Nefarious activities? Hmm. Ofcourse something like holding hands and chatting should not come under nefarious activities. But unfortunately, it does. Such crazy restrictions on display of affection by our society is the reason for a lot of our problems.

Imagine this: A girl cannot be seen sitting alone with a guy in a public place because of societal restructions, she agrees to meet him at a secluded location or perhaps at the guy's home when no one is around. It is a date. All good, right? Nope. We are assuming an ideal situation. Imagine something outward starts to happen on the date. The girl has no where to go because she chose to meet at a place where not many people will be able to see her. She compromised her safety on her own.

In an ideal situation, two people could meet anywhere they want to. Public or private. This would give both the girl and the guy enough freedom to plan their safety without sacrificing on their romantic ambitions. They could decide the level of interaction and intimacy on their own.

This would make Khopchas irrelevant. Hence increasing the overall safety of all the citizens.

Lets not be two faced. Lets hold on to our values even when no one is watching. Lets not force people into Khopchas for activities which are not nefarious.

Once we eliminate the need of a Khopcha, we will reduce the frustration that has crept into youngsters, be able better understand what the situation is and help them make an informed decision about what is right and what is wrong and thus start building a more mature society.

Lets start.

Monday, 23 January 2017

Misinterpreting the Robin Hood Concept

When we were kids, we were all told the story of Robin Hood. He was portrayed as the saviour of the poor. The stole from the rich and gave it to the poor. The rich used to be afraid of him and tried to protect their gold from him but could not. He was a hero.

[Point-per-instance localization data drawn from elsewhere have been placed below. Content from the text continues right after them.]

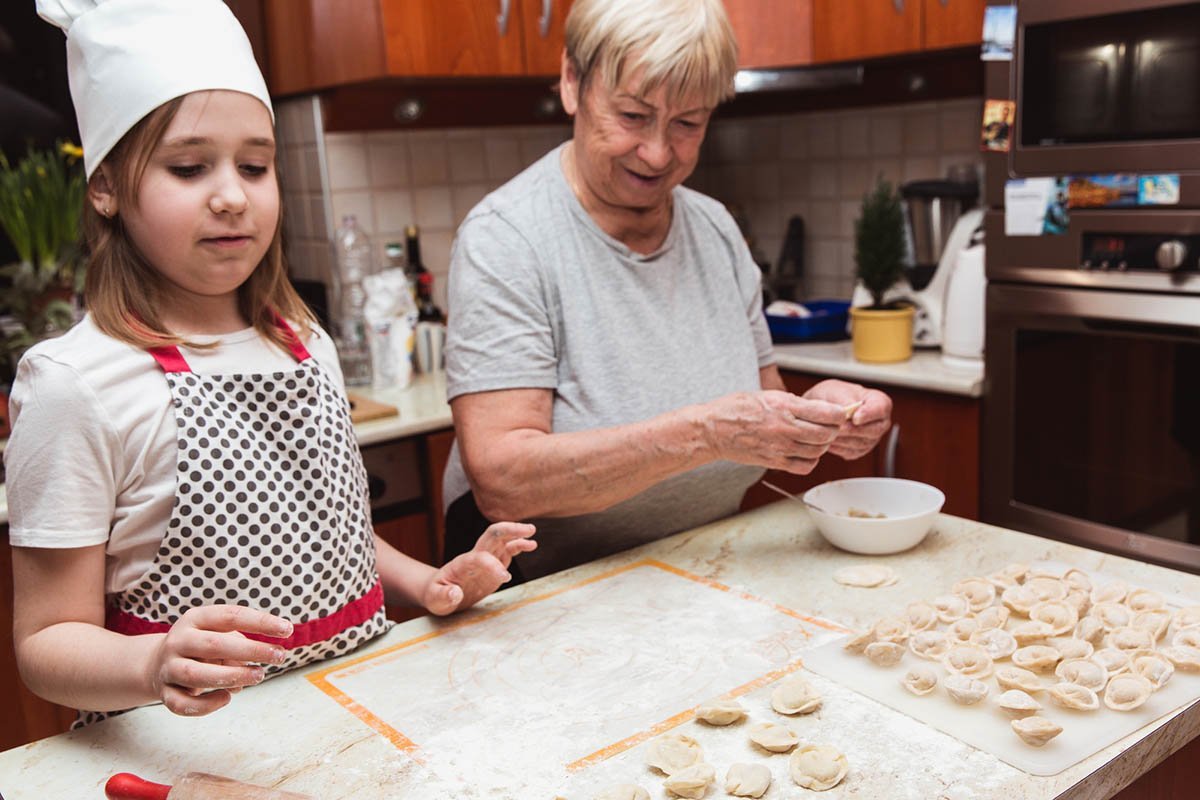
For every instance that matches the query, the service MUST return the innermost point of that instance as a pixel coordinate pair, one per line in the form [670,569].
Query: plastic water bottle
[353,265]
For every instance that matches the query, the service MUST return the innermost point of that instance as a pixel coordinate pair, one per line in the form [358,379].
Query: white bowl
[907,506]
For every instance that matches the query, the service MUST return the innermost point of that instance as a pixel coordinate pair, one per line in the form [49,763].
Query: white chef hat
[126,58]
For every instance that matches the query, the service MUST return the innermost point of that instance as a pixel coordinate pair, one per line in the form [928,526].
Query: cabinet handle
[889,456]
[502,22]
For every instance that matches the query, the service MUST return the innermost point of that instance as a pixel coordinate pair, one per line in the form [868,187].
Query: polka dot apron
[270,512]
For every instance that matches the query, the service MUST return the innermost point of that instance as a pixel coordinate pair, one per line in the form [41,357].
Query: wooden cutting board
[364,409]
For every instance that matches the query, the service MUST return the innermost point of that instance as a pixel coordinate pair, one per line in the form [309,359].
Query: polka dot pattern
[271,507]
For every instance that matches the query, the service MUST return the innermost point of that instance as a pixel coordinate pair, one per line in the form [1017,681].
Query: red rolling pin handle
[125,786]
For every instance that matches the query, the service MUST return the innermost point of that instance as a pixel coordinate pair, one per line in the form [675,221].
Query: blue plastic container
[827,323]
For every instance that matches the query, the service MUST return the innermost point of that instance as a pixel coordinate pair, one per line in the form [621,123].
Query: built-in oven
[1092,419]
[1091,416]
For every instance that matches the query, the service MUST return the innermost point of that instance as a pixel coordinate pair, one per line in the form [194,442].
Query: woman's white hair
[685,46]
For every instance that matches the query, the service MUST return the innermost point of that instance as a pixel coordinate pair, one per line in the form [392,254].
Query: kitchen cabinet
[319,43]
[847,30]
[772,32]
[935,439]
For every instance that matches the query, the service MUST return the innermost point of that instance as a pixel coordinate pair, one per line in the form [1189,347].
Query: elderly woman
[609,365]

Well, he IS a hero. I agree.

"Its not stealing if you steal a little from the people who have a lot and give it all away to the people who don't have much." - A friend.

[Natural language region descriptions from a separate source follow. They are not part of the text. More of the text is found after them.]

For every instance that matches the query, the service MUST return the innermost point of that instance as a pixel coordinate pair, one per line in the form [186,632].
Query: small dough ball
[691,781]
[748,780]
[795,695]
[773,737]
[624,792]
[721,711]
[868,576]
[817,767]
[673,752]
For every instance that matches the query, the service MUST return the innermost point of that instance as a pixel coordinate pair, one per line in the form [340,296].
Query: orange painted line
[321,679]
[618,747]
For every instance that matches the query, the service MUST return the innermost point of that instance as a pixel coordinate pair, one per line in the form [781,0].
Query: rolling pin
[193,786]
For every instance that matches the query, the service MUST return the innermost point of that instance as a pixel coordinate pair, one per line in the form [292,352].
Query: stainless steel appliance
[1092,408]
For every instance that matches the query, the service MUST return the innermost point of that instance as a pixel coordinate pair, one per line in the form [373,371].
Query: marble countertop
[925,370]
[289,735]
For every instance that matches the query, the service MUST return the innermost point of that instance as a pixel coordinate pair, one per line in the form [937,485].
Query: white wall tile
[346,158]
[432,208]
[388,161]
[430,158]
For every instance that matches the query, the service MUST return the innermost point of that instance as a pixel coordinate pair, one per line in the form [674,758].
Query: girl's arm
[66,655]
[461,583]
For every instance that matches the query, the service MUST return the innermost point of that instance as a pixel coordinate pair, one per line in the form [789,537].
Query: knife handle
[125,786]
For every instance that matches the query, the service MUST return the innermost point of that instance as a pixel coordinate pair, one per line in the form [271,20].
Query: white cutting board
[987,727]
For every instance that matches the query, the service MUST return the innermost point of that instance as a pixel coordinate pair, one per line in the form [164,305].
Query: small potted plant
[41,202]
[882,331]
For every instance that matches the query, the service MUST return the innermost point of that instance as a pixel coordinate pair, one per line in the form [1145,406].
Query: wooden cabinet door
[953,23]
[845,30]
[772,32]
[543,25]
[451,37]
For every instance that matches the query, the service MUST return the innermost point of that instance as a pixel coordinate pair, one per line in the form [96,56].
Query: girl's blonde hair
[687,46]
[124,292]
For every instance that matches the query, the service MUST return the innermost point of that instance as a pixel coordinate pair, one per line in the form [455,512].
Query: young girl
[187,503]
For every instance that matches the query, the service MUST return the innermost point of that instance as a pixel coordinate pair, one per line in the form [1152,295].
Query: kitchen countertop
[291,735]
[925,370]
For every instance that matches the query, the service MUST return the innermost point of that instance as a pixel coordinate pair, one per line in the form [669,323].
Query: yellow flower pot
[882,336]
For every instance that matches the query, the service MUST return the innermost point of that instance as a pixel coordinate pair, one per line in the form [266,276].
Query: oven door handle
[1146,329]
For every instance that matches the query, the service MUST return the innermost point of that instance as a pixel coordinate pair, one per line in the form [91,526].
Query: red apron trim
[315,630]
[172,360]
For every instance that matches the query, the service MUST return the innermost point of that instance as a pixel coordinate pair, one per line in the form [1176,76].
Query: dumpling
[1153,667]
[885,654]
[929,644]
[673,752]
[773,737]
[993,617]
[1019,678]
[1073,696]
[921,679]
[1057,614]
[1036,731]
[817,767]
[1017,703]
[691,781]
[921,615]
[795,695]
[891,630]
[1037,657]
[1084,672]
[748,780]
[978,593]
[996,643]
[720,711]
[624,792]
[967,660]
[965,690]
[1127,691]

Well, there is one major element in the above concept that people always tend to forget. The rich people that Robin Hood used to steal from had acquired their wealth through illegal means. They had exploited the poor and filled their coffers. Robin Hood just helped the poor people get money which belonged to them in the first place.

So, essentially Robin Hood did not actually redistribute wealth. He just saw to it that the rightful owner got it.

So, Robin Hood cannot be used as a defense when you want steal money from the rich and give it to the poor when the rich guy has actually earned it legally.

We might say that stealing money from a thief is justified but just because a person has a lot of money doesn't make him a thief. Nor does it create an obligation on him to share the money with people who don't have it. He earned it. It's his right. He can burn it all up for all we care. No Robin Hood can take it away from him and claim to do the society a favour.

If there is a politician in your country who has hoarded a lot of illegal wealth and stashed them at a Swiss Bank Account and if you somehow manage to steal it, then you can feel like Robin Hood.

But if you steal from say a Tata or a Birla, who have slogged their way to success and then try to act like Robin Hood then you are just another petty thug in tights.